Director: Claire Denis | 100 minutes | drama | Actors: Isabelle Huppert, Christopher Lambert, Nicolas Duvauchelle, Isaach De Bankolé, William Nadylam, Adèle Ado, Ali Barkai, Daniel Tchangang, Michel Subor, Jean-Marie Ahanda, Patrice Eya, Serge Mong, Martin Poulibe, Mama Njouam, Pierre-Ange Tatah, Suzanne Ayuck, Lionnel Messi Inoussa, Antoine Ndichut, Wakeut Fogaing, Denise Djuikom, Marie-Françoise Wouogo, Christian Bitang, Justin Ambassa, Bernard Yopa, Catherine Matzi, Madeleine Manipet, Ebenezer Repombia, Armand Tamo, Poupou Poutougnigni, David Gozlan
“White Material” has a promising starting point. A middle-aged Western woman (Isabelle Huppert) runs an African coffee plantation whose harvest is threatened by an impending civil war.

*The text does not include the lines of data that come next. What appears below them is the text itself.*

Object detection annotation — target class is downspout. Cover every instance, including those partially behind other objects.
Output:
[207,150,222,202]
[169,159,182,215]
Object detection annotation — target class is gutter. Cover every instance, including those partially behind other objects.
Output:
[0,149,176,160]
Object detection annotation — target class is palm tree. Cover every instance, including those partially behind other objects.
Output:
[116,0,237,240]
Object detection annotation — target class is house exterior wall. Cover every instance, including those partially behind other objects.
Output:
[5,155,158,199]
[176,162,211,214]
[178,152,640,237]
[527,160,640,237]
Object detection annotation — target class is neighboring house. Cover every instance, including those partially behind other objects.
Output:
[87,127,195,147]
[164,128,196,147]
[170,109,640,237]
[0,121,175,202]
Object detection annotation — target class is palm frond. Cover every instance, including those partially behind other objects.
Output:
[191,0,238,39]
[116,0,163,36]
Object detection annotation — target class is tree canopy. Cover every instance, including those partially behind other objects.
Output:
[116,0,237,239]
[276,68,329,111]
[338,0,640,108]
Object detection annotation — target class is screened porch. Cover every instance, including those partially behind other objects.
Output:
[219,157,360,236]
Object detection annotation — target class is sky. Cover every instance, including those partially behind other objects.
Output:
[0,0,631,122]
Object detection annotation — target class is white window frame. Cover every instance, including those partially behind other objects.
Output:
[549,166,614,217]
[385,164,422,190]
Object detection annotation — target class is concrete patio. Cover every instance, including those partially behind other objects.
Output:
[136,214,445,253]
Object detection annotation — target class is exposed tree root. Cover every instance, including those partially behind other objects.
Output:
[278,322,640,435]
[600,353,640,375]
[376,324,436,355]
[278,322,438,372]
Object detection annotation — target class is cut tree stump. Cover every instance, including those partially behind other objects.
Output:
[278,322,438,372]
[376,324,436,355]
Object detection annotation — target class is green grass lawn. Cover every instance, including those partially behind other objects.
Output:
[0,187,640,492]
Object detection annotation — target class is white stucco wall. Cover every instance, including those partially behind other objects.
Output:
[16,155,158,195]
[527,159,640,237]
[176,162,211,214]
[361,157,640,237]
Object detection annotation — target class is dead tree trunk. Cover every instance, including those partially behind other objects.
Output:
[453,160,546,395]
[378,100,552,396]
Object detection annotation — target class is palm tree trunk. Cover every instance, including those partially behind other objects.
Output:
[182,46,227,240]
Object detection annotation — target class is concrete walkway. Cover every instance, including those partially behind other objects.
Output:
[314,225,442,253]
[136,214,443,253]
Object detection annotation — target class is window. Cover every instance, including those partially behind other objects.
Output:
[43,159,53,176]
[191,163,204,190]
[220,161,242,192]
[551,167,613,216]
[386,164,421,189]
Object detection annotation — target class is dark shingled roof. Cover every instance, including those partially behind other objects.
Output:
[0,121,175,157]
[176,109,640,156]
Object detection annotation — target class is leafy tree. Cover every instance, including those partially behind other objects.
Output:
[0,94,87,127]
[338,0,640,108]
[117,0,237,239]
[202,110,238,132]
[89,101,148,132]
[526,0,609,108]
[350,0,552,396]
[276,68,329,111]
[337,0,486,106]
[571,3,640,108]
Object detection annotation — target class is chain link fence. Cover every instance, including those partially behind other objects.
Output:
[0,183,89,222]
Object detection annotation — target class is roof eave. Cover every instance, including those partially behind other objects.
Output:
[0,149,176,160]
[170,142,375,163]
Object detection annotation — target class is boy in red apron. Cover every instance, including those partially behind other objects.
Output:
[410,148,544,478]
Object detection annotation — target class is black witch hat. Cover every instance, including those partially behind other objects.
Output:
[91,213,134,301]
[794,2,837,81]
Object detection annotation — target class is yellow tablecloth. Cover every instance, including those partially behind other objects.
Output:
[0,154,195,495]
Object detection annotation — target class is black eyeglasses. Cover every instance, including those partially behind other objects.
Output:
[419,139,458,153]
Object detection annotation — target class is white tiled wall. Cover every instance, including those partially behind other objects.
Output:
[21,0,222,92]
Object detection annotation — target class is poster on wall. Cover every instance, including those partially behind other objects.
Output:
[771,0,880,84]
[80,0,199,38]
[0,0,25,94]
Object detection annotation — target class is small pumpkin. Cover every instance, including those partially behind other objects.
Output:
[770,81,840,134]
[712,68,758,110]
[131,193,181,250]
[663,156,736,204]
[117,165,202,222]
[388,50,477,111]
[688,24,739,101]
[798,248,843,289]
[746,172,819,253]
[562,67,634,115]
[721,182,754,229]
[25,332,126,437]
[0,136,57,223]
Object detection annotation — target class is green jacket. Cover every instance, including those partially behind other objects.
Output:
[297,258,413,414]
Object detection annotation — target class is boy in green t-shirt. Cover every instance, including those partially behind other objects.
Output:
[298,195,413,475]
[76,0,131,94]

The workers take the hare path and the men of the family – father-in-law, ex-husband and son – seem more of a burden than a pleasure for this Maria Vial. However, she stubbornly persists in bringing in the harvest and keeping together a disintegrated family, even though the circumstances are not right.
As in most of her films, Isabelle Huppert plays a difficult-to-fathom woman: the contours of Maria’s personality are fixed, but her behavior shows that emotions and intellect do not always go together. What to do, for example, with Manuel (Nicolas Duvauchelle), her African-born son who likes nothing more than to lie in bed. Maria leaves the adolescent even though he insults the staff and does not cooperate in the case. She tries to make the best of it, by pulling everything to herself. The civil war remains an indeterminate threat, although it is clear that the Africans will only praise the French if they offer big money.
Interestingly, Manuel joins the rebels who are also thwarting his mother. However, “White Material” stands out more through brooding images and a ditto soundtrack (from Tindersticks) than through elaborate relationships, and that is a shame. The relationship between mother and son deserves more attention, and the demise of a colonial environment – a bit of a dated theme anyway – is not described in full. In “White Material” there is talk of moral decay and a woman who has courage, but also Maria remains a seeker in uncertain circumstances, in a film with many loose ends. OK: life is not black and white and film reality does not have to be, but we expect a filmmaker to trigger these emotions in the viewer. And unfortunately 62-year-old Claire Denis succeeds less.